Dining, dancing and a floorshow could be offered inside the Titan’s Crew Cab and there would still be room left over for a coat checkroom. Decked out in “Platinum Reserve” trim (above), the seats are mostly flat, and upholstered in leather that skitters along the fine line between supple and rugged—more baseball glove than motorcycle jacket. And all the instrumentation is operated by big, work glove friendly, knobs and buttons.

Like the trucks it competes against, the Titan XD can be equipped with every useful tech toy and most of the use-free tech diversions. Migrating over from other Nissan models is overhead view display that is stitched together from four different cameras. It’s the simple rearview camera that makes backing in to hook up a trailer easy.

But that electronic flash isn’t the part of the Titan XD that will attract the most attention. It’s the new Cummins-made 5.0-liter turbo diesel V-8 under the hood that brings glamour to this beast. Rated at 310-horsepower and 555 lb.-ft. of peak torque, it doesn’t produce the sheer grunt found in Ford, GM and Dodge’s bigger truck diesels. If you’re going to tow stupendous loads, you’ll still want one of the three-quarter or one-ton pickups.

But most people have more modest towing needs—a single car hauler, a two-horse trailer, three quads or four motorcycles—well below the up to 12,000 lbs. Nissan says the Titan XD can handle. And for that duty, the new Titan is great. The Cummins engine is very quiet, the Aisin six-speed automatic transmission shifts with satisfying thumps, and the chassis is exceedingly well tuned for the task. The truck it’s going to be compared with most isn’t any of the behemoth duallies, but the Ram EcoDiesel that runs a VM Motori 3.0-liter turbodiesel V-6. And the Nissan’s American-made Cummins V-8 swamps that Italian engine’s 240 horsepower and 420 lb.-ft. of torque.

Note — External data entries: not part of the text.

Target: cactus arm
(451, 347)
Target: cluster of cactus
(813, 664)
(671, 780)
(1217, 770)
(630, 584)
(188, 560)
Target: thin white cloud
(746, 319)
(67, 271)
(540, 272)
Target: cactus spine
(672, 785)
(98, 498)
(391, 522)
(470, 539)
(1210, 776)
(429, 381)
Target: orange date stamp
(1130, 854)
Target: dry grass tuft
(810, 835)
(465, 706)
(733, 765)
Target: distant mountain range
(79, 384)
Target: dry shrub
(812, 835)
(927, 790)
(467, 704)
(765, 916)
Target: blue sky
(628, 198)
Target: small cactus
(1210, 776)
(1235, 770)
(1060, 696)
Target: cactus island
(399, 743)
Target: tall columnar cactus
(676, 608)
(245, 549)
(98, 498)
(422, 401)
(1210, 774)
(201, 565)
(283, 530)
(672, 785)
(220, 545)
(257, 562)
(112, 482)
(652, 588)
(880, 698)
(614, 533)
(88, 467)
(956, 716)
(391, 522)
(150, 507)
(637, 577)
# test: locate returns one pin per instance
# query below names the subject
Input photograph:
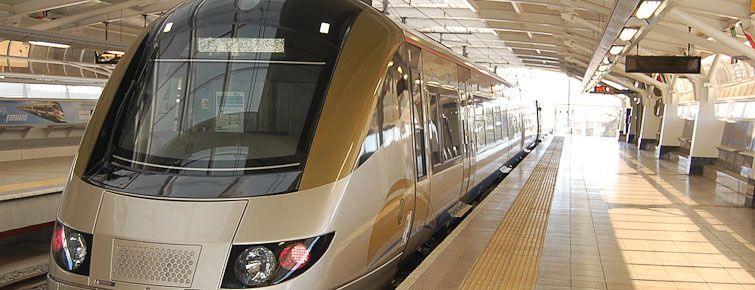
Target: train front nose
(140, 242)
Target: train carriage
(281, 144)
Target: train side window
(489, 125)
(505, 126)
(451, 125)
(383, 128)
(480, 125)
(498, 123)
(418, 113)
(434, 126)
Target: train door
(467, 119)
(419, 231)
(441, 81)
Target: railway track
(32, 277)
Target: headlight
(255, 266)
(251, 266)
(70, 249)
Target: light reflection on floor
(625, 220)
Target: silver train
(286, 144)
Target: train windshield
(232, 86)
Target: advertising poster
(230, 108)
(45, 112)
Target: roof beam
(713, 32)
(621, 14)
(159, 6)
(727, 8)
(88, 14)
(34, 6)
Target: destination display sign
(45, 112)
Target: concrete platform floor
(619, 219)
(35, 175)
(622, 219)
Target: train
(51, 111)
(279, 144)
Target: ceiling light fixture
(616, 49)
(628, 33)
(49, 44)
(647, 9)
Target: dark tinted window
(418, 116)
(393, 94)
(222, 99)
(233, 86)
(451, 125)
(434, 125)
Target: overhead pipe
(23, 34)
(713, 32)
(713, 68)
(94, 68)
(58, 79)
(90, 13)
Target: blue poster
(45, 112)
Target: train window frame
(498, 123)
(452, 139)
(387, 132)
(418, 110)
(434, 128)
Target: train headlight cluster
(70, 249)
(255, 266)
(252, 266)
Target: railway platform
(29, 194)
(582, 213)
(29, 191)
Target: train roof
(422, 39)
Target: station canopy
(571, 36)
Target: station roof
(570, 36)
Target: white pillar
(671, 130)
(650, 125)
(634, 122)
(707, 133)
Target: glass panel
(489, 125)
(498, 123)
(451, 125)
(12, 90)
(418, 117)
(383, 127)
(434, 126)
(232, 87)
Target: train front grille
(154, 264)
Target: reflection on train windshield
(232, 89)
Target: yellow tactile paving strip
(32, 184)
(511, 258)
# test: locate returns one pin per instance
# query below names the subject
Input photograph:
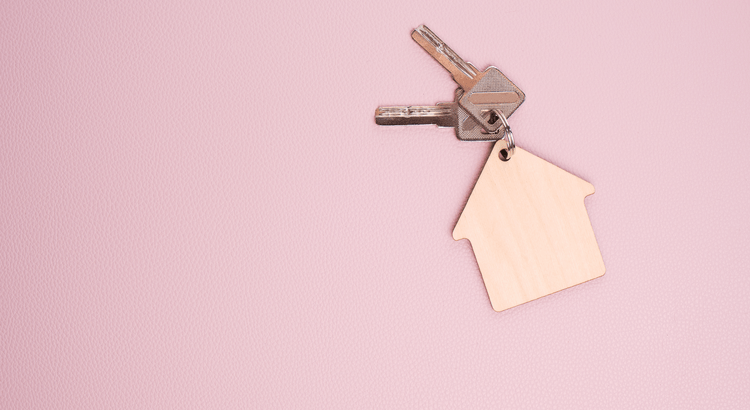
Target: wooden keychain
(525, 218)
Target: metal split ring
(510, 143)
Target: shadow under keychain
(525, 218)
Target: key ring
(510, 143)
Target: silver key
(484, 92)
(443, 115)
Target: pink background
(197, 209)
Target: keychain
(525, 218)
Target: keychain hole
(493, 117)
(503, 154)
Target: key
(484, 92)
(448, 114)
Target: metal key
(448, 114)
(484, 92)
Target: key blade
(442, 115)
(463, 73)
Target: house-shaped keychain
(529, 229)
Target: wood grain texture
(529, 229)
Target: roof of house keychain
(525, 218)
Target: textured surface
(168, 240)
(529, 229)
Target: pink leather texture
(198, 211)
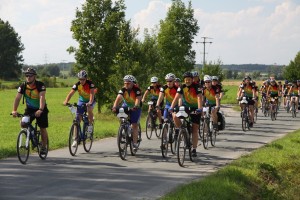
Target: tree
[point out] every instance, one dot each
(11, 48)
(292, 71)
(97, 30)
(175, 39)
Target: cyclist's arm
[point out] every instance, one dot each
(16, 103)
(92, 95)
(145, 95)
(69, 96)
(175, 100)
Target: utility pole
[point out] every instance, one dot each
(204, 43)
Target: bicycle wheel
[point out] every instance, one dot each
(73, 139)
(22, 147)
(42, 155)
(181, 147)
(205, 133)
(213, 138)
(139, 135)
(88, 139)
(122, 142)
(164, 140)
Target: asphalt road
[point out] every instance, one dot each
(101, 174)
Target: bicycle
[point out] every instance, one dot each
(27, 135)
(125, 134)
(184, 140)
(208, 133)
(151, 121)
(167, 136)
(78, 135)
(273, 108)
(245, 114)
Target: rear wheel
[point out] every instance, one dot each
(205, 134)
(22, 147)
(88, 139)
(122, 143)
(43, 155)
(73, 139)
(164, 140)
(181, 148)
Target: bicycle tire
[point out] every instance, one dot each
(122, 142)
(22, 148)
(73, 137)
(205, 134)
(181, 148)
(149, 127)
(164, 140)
(39, 138)
(88, 139)
(213, 138)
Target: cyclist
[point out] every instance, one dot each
(295, 91)
(191, 96)
(215, 82)
(154, 90)
(130, 94)
(212, 95)
(177, 82)
(273, 90)
(168, 93)
(34, 93)
(250, 93)
(86, 90)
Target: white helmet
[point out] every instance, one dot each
(154, 79)
(214, 78)
(170, 77)
(207, 78)
(129, 78)
(82, 74)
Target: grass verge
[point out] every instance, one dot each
(271, 172)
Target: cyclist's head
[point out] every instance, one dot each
(82, 74)
(188, 78)
(154, 79)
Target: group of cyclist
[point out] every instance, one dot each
(191, 93)
(269, 89)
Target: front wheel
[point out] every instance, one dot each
(73, 139)
(164, 140)
(42, 154)
(88, 139)
(181, 148)
(23, 147)
(122, 142)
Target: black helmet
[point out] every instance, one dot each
(30, 71)
(187, 74)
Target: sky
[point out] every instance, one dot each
(238, 32)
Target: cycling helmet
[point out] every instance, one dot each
(215, 78)
(129, 78)
(30, 71)
(195, 73)
(247, 77)
(188, 74)
(207, 78)
(170, 77)
(177, 80)
(154, 79)
(82, 74)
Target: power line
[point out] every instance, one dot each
(204, 43)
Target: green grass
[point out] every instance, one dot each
(271, 172)
(60, 119)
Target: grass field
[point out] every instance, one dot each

But the Titan XD does have a serious weight problem. Nissan claims a loaded Titan XD Platinum Reserve 4x4 overwhelms the scales at 7,480 lbs. That’s about the same as the three-quarter ton trucks with their more powerful and larger diesels. It’s enough weight to dampen the Titan’s acceleration significantly and keep it from enjoying any significant fuel economy advantage. Think 0-60 mph times a couple ticks over nine seconds and fuel economy in the 14- or 15-mpg range.

As a marginal player in the huge full-size truck market, Nissan didn’t have much to lose in redesigning the Titan. And by sticking with conventional wisdom—that’s from the double-wishbone suspension up front to the solid axle on leaf springs in back and the thick steel ladder frame in between—they’ve walked away from the chance to take a chance. This all-steel Titan has got Ford looks without the F-150′s lightweight aluminum body. It has a sweet diesel engine, but lacks the Ram’s coil spring or air ride rear suspension. And it doesn’t have the satisfyingly athletic responses of GM’s trucks.

Conventional wisdom has taken the Nissan Titan this far and no farther.

Prices should start at under $40,000 with fully-loaded Platinum Reserve models rolling in over $60K, although Nissan hasn’t yet announced final pricing. Titan XDs will be in showrooms at the end of December.